Das kardiovaskulär-renometabolische Syndrom (CKM-Syndrom) stellt eine Weiterentwicklung des klassischen metabolischen Syndroms dar und trägt der wachsenden Evidenz Rechnung, dass metabolische Dysregulation, kardiovaskuläre Erkrankungen und chronische Nierenerkrankungen (CKD) pathophysiologisch eng miteinander verknüpft sind.
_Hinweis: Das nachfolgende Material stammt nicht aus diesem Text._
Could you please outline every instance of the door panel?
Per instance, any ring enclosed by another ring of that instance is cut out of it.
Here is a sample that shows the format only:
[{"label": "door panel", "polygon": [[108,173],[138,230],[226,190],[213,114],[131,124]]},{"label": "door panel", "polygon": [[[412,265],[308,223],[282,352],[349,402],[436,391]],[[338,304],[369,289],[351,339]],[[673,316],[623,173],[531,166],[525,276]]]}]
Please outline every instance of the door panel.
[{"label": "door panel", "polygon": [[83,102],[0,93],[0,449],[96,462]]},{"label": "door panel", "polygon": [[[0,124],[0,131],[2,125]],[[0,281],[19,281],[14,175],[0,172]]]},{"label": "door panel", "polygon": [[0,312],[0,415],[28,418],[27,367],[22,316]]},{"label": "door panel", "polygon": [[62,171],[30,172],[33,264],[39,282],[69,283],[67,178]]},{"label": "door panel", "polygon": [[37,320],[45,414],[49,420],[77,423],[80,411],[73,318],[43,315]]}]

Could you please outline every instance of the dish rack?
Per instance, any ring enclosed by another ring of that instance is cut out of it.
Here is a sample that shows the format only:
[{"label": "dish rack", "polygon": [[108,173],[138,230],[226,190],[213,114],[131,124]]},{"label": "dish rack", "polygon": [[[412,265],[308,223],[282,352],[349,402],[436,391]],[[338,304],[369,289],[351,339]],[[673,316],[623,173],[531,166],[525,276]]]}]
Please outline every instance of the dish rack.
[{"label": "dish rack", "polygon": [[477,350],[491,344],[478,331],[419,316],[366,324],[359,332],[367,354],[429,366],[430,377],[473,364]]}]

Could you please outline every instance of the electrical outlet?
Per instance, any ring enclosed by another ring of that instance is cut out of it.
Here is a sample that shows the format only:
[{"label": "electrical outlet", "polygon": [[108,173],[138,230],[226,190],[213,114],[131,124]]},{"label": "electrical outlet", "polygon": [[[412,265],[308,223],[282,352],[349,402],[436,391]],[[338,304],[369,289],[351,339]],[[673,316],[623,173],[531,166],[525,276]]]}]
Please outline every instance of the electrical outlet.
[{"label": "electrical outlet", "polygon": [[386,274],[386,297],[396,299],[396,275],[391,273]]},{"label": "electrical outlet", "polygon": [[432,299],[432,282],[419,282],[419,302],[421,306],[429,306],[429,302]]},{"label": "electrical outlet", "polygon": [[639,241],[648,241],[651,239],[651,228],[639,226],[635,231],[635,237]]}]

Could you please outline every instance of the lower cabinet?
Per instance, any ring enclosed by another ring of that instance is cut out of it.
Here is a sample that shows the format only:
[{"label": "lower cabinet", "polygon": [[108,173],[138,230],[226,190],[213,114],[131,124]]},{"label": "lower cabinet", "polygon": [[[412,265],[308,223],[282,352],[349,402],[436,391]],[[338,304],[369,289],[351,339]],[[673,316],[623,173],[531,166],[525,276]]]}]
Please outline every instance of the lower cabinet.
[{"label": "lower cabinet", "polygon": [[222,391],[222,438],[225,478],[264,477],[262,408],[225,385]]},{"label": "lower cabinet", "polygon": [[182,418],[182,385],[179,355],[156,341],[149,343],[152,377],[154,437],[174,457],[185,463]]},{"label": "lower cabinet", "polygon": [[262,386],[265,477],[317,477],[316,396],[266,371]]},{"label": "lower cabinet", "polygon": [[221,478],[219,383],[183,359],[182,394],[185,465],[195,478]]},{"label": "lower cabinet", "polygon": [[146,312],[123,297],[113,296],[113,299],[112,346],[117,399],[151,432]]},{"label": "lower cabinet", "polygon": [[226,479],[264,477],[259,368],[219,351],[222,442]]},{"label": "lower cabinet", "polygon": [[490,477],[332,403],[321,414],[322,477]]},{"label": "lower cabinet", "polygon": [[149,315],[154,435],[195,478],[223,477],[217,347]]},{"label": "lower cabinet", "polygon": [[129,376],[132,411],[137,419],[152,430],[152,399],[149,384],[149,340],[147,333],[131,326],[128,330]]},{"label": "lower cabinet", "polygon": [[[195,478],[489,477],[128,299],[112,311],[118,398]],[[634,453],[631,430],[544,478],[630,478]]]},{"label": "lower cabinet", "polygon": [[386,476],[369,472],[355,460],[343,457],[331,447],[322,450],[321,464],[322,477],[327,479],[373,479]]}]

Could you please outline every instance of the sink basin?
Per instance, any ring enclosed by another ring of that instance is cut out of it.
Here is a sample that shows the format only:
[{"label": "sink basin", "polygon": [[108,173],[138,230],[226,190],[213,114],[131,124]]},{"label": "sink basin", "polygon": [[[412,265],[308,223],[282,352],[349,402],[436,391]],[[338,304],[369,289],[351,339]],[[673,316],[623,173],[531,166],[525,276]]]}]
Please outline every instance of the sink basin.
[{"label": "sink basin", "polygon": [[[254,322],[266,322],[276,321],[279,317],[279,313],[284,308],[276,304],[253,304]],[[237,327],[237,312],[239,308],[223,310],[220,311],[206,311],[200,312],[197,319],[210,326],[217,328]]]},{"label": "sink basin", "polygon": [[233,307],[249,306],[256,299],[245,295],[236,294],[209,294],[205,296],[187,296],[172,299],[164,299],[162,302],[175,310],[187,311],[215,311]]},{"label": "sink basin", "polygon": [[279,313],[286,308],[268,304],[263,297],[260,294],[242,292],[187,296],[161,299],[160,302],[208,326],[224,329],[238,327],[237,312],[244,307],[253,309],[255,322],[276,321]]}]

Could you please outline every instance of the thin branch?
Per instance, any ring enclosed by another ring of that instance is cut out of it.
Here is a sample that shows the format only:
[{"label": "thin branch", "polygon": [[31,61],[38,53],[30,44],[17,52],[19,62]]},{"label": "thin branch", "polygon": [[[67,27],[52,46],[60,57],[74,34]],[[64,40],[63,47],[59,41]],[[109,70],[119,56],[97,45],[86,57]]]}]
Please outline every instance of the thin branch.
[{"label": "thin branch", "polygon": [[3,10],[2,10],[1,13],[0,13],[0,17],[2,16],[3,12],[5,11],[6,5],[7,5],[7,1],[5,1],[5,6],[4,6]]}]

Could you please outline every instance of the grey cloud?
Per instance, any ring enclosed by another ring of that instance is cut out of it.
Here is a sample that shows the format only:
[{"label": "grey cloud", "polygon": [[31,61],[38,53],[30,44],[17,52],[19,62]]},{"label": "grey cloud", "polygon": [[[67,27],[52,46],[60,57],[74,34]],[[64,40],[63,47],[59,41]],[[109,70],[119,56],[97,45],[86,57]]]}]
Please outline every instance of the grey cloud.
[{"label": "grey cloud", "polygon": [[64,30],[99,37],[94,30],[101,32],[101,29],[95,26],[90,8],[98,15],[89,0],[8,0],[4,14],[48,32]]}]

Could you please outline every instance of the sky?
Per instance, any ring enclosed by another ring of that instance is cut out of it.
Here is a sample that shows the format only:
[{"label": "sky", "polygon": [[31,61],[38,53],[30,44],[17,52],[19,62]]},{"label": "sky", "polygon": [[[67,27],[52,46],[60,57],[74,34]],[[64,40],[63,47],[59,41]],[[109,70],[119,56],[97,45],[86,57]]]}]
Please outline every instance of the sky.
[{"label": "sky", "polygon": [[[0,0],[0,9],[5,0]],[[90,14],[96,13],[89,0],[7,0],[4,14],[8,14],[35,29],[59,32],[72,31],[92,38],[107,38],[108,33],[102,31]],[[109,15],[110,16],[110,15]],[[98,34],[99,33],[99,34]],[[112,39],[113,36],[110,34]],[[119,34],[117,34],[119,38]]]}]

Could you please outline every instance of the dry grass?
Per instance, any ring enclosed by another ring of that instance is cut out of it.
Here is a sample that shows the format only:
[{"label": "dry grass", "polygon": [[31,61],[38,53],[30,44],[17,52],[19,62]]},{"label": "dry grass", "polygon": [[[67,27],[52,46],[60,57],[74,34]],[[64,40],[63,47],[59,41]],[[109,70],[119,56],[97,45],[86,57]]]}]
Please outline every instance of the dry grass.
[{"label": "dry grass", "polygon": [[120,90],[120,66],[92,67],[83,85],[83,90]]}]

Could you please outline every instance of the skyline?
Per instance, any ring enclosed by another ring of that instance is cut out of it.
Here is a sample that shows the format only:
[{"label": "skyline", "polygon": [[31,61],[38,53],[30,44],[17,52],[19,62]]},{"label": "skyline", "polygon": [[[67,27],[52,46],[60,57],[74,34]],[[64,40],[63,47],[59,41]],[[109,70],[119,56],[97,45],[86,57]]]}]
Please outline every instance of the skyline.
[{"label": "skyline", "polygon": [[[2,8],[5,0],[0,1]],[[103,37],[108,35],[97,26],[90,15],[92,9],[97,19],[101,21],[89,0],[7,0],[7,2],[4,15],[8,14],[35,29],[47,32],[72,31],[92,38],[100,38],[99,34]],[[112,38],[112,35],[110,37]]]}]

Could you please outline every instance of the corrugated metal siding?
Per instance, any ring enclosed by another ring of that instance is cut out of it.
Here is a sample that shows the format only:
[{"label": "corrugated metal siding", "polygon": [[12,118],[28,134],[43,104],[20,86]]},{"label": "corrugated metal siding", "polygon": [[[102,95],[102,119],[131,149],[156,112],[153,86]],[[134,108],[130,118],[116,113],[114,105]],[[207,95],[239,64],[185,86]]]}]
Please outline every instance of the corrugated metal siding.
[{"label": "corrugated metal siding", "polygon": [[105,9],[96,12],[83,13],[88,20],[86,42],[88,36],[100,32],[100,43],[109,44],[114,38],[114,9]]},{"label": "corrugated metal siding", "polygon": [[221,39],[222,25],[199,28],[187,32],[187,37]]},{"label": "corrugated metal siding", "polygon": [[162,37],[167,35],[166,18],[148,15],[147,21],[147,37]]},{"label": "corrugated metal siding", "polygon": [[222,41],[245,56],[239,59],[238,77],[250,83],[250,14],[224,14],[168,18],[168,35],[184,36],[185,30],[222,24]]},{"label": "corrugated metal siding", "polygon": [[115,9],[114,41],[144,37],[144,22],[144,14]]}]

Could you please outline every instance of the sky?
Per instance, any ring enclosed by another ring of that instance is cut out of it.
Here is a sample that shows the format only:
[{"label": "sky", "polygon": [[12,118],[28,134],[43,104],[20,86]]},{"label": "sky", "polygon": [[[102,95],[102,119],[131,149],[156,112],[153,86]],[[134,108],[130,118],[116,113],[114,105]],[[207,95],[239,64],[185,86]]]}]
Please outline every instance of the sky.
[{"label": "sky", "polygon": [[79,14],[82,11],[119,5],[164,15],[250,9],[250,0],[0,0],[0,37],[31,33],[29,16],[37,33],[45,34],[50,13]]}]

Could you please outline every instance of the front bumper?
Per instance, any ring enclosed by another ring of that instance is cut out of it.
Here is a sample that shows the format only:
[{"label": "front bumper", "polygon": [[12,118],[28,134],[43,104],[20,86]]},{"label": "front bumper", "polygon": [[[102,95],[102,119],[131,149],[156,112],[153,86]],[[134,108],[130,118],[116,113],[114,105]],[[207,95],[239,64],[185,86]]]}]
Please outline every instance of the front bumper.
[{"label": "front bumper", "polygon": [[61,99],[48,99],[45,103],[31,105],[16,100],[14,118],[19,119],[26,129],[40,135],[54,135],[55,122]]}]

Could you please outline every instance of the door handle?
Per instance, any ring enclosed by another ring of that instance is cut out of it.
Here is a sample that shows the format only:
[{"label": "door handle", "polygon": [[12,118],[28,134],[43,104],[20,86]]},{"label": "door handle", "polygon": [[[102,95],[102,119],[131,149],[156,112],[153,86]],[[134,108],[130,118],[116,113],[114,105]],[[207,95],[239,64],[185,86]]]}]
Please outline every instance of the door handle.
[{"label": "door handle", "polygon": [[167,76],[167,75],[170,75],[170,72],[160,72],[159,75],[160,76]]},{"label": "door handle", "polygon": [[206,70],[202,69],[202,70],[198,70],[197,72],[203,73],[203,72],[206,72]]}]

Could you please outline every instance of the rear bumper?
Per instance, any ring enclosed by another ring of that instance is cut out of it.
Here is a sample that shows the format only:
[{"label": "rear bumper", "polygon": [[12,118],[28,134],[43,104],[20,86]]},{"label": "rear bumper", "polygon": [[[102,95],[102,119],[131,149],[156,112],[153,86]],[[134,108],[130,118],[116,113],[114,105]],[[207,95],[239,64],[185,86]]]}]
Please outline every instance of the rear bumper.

Aufbauend auf dem von Reaven 1988 beschriebenen „Syndrome X“ wurde das Konzept 2023 unter Einbeziehung der Niere systematisch neu definiert.
Im Unterschied zum metabolischen Syndrom, das primär Insulinresistenz, Dyslipidämie, Hypertonie und Glucosestörungen adressiert, integriert das CKM-Syndrom die renale Dimension explizit in ein stadienbasiertes Kontinuum. Die aktuelle Definition unterscheidet 5 Stadien (0–4), die von metabolischer Gesundheit über Prädiabetes und manifesten Diabetes mellitus bis hin zu subklinischer bzw. klinisch manifester kardiovaskulärer Erkrankung und fortgeschrittener CKD reichen. Insbesondere in den Stadien 3 und 4 ist ein disproportionaler Anstieg der kardiovaskulären Morbidität, der Gesamtmortalität sowie des Risikos für terminales Nierenversagen zu beobachten.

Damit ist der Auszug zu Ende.